Coaxial conducting cylinders are located at \(\rho=0.5 \mathrm{~cm}\) and \(\rho=1.2 \mathrm{~cm}\). The region between the cylinders is filled with a homogeneous perfect dielectric. If the inner cylinder is at \(100 \mathrm{~V}\) and the outer at \(0 \mathrm{~V}\), find (a) the location of the \(20 \mathrm{~V}\) equipotential surface; \((b) E_{\rho \max } ;(c) \epsilon_{r}\) if the charge per meter length on the inner cylinder is \(20 \mathrm{nC} / \mathrm{m}\).

By considering the potentials at the inner and outer cylinders, we can set up the following system of equations: \begin{align*} 100 &= V_{0} + K\ln{\frac{0.5}{\rho_0}} \\ 0 &= V_{0} + K\ln{\frac{1.2}{\rho_0}} \end{align*} By solving this system, we can find the values of \(V_0\) and \(K\).

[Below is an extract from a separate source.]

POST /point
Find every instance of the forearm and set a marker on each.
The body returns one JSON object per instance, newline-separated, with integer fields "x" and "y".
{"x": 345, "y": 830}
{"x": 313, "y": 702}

Solving the second equation for \(V_0\), we get: \[V_{0}=-K\ln{\frac{1.2}{\rho_0}}\] Substitute this into the first equation: \[100 = -K\ln{\frac{1.2}{\rho_0}} + K\ln{\frac{0.5}{\rho_0}}\] Simplifying this equation, we can find the constant \(K\): \[K = \frac{100}{\ln{\frac{0.5}{\rho_0}} - \ln{\frac{1.2}{\rho_0}}} = -50\] Now we can substitute this back into the equation for \(V_0\) to get: \[V_{0} = 50\ln{\frac{1.2}{\rho_0}}\]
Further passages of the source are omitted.